The traditional optic fibers that are utilized in optogenetics studies do twist fairly but do not compress or stretch. Recently, a research team has designed a rubber-like fiber that can stretch and flex while at the same time deliver optical impulses as well as electric connections for optoelectronic stimulation and monitoring & stimulation, respectively.
The researchers merged coating made up of silver nanowires mesh that generates a conductive sheet for electrical signals and a newly designed translucent elastomer that functions as a waveguide for the optical impulses. In order to process this translucent elastomer, the substance was implanted in a polymer covering that made it possible to frame it into a fiber, which was validated to be flexible as well as stretchable according to the team. After the drawing procedure, the cladding was dissolved.

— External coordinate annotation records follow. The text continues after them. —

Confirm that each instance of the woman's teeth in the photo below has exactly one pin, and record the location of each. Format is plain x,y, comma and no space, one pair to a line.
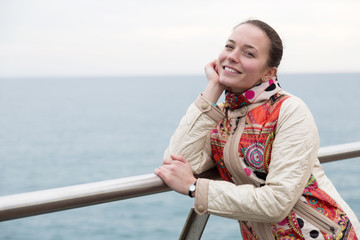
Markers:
230,70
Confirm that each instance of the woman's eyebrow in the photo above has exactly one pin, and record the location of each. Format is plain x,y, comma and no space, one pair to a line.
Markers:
245,46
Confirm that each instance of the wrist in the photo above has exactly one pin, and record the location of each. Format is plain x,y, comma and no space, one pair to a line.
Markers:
192,189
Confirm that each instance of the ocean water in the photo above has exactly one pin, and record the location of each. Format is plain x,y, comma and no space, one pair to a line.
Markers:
57,132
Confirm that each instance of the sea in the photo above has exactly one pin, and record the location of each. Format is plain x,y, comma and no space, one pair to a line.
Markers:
57,132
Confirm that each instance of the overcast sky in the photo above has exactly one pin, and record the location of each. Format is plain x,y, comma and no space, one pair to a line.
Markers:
40,38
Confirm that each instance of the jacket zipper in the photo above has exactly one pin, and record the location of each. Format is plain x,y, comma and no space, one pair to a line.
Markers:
320,221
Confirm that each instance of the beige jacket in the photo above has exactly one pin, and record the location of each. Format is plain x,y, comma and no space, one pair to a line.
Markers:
244,201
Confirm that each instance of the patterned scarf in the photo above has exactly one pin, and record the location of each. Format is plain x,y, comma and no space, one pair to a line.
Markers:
260,92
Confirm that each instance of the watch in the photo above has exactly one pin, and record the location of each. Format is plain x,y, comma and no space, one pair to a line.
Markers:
192,189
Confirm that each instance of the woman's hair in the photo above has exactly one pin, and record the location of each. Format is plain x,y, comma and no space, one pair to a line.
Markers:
276,47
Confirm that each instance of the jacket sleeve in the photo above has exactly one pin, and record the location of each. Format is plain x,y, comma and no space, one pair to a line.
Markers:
293,155
192,137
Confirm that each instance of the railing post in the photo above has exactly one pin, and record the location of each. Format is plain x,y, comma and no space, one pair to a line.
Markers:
194,226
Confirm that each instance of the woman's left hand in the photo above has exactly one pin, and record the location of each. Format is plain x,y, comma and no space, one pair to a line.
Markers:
176,172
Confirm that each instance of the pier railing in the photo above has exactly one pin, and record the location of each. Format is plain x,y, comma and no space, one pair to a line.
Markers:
57,199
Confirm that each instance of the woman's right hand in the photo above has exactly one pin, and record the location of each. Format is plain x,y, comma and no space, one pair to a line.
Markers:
214,89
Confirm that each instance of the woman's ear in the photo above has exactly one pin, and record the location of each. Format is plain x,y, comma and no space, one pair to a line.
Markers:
270,73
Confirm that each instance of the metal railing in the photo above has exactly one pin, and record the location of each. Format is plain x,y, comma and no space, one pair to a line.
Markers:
57,199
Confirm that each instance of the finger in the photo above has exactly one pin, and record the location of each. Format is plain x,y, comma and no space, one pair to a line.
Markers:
168,161
179,158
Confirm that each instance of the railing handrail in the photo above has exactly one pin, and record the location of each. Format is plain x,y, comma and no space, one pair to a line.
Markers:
57,199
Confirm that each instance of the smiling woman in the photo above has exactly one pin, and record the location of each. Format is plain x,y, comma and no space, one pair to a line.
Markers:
264,143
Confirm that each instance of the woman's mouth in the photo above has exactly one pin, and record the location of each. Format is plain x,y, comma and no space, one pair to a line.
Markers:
229,69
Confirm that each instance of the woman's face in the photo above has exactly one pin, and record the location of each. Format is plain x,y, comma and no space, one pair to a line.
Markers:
243,62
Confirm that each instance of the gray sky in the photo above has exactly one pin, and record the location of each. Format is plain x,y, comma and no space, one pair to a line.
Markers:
154,37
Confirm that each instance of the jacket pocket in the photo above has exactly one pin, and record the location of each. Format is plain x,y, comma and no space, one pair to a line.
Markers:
323,223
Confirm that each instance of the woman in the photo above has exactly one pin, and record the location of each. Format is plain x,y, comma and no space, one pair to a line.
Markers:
264,143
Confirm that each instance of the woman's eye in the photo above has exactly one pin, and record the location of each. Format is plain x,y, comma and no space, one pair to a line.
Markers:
249,54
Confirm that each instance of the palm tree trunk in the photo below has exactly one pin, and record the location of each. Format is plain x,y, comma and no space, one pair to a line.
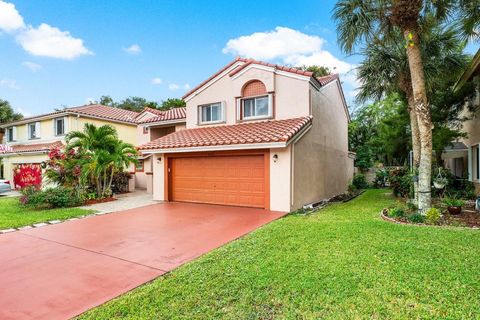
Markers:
415,142
424,119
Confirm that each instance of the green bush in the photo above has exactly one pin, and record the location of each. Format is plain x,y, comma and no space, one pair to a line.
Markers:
360,181
55,197
416,218
432,216
401,182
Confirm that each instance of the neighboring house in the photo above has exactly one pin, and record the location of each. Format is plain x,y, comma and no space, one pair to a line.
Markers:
257,135
153,124
32,138
469,157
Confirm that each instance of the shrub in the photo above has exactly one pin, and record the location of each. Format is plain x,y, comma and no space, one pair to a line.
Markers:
401,182
57,197
432,216
360,181
416,218
452,202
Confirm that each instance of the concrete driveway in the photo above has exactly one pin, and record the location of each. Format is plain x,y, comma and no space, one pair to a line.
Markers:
60,271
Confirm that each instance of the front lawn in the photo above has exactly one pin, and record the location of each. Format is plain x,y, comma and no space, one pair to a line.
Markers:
13,215
342,262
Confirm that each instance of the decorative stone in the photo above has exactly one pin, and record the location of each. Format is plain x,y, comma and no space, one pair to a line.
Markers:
25,228
8,230
41,224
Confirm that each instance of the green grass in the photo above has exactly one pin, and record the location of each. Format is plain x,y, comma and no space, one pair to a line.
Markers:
342,262
13,215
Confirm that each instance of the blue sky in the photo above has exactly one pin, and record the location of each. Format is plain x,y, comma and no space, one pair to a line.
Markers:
152,49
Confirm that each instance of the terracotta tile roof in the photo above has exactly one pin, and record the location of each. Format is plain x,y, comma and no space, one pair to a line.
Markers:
276,66
327,79
105,112
172,114
236,134
19,148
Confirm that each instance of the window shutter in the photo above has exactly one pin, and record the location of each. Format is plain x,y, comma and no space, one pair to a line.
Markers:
270,104
37,130
470,163
239,111
224,111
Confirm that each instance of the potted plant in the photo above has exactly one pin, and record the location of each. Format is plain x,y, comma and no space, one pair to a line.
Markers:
454,206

After the complete fabrication procedure, what remains is the translucent fiber with electrically conductive, flexible nanowire coverings. As stated by a team member, Professor Polina Anikeeva, “It is actually just a part of rubber, but what makes the difference is that it is conductive. The fiber can extend by at least 20–30% without influencing its properties.” The fibers are not only flexible but also very stretchable.
The team successfully utilized these new fibers in liberally moving mice demonstrating that they were able to read the electrical impulses from the spinal cord and also excite it with the use of light and electricity.
Chi Lu said, “We are the first to design something that makes it possible to concurrently do optical stimulation and electrical recording in the freely moving mice’s spinal cords. So, we expect our study comes up new opportunities for neuroscience research.”